2022-10-11  Charles Tjatindi

Farmers' Kraal - Let failure not be an obstacle

If you start a restaurant, a law practice, a car wash or even a marketing agency, there’s a pretty high probability that you are going to fail. The same applies to agribusiness. 

That’s just a fact. What many do not know is that chances for failure in agribusiness appear lower compared to other industries. My observation is that more agriculture businesses stand beyond five years, compared to construction businesses, among others. I could be wrong. 

I have discovered that the reason that many farming businesses make it that long and go much longer is that they are subsidised. Not by the government but by the farmer, who is most often working a second job so that the farm can produce.

However, all is not that rosey in farming too. Such businesses tend to falter and fail as well, as I will attempt to demonstrate below.

Farmers approach it as a lifestyle and not as a business. You see, many people are attracted to farming because they love the notion of the lifestyle. They want to farm or grow produce or have a collection of animals, and they want to spend their days in the sunshine, producing something with their hands and being out on the land.

The above is great, but is that how you would approach a business opportunity? Is that the opportunity you’d pitch to an investor or a bank? Of course not! Because a business approach means identifying the market first and that’s very different from what most farmers do, who start simply because they want to grow things or produce things like milk, herbs and cheese.

So they treat selling and marketing as an afterthought. Now, that is a mistake. A business is a business because it has customers who buy from it. So, you always start with the market in mind. Ask my fellow columnist Mekupi Kambatuku on the opposite page; she has been driving this point home for days!

Most importantly, you need to produce what the market will buy and that you can sell and sell at an attractive profit margin. That means focusing on high value crops and livestock.

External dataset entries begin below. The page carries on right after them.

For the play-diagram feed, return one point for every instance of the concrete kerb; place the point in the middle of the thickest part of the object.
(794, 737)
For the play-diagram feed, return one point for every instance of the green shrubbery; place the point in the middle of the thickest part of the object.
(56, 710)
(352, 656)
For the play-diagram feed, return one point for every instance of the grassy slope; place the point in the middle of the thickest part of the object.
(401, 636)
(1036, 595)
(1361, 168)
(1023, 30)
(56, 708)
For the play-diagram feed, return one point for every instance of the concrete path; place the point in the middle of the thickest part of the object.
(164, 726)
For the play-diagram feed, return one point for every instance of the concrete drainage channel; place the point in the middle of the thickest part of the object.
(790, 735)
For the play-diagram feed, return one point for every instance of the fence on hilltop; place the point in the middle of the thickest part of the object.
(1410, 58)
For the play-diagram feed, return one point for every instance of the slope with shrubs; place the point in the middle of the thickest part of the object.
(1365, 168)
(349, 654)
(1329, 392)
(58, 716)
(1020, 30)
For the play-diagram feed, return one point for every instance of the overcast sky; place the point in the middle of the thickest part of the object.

Farmers often choose low-end profit streams. In these cases, the math just doesn’t work, because the farmer chose either a low margin product or is targeting a very cost-conscious consumer. While large companies can pull off that strategy, that’s only because they achieved enormous scale, efficiency and supply chain integration. Sadly, these are not benefits you’re likely to achieve as a small farmer.

So it’s really difficult in small-scale farming to make it on the price dimension and, let’s be honest here, there’s no business opportunity selling to people who don’t have money. So, target opportunities with segments that have disposable income and select farm enterprises that don’t have such a low barrier to entry.

Because if you choose something that’s easy and cheap to get into, even if you achieve some level of success, it won’t be difficult for others to emulate. So, it’s imperative for any small business to choose a business model focused on high profit margin enterprises that targets customers who have the means and willingness to purchase what you’re offering. 

So how do you know if you’re producing a high margin farm product? That leads straight to the third reason.

Poor or non-existent accounting. Look, as a farmer or entrepreneur, you must wear many hats. We all know that and it can be overwhelming at times, actually, it is overwhelming, all the time. Ideally, you have an accounting background or can hire an accountant, but let’s face it. Most small farm businesses don’t.

Too often, farmers don’t know what to do, so accounting is just as much an afterthought as marketing is. They don’t set up proper systems for measuring everything and properly allocating overhead or fixed expenses. They just buy the feed, buy the seed, and get to work, go to market and hope they have money at the end of the month. You know it’s true, don’t deny it.

So the ‘farmpreneur’ doesn’t know what the real cost of production is, what the real fully-allocated profit margins are by product line, by customer segment and so on.

They don’t know where they should be investing more, and where they should cut back. So, the numbers are bad and with bad numbers or no numbers, you’re flying blind.

We need to treat farming as a business. Period. No two ways about it. Perhaps it’s time we heed Kambatuku’s persistent call.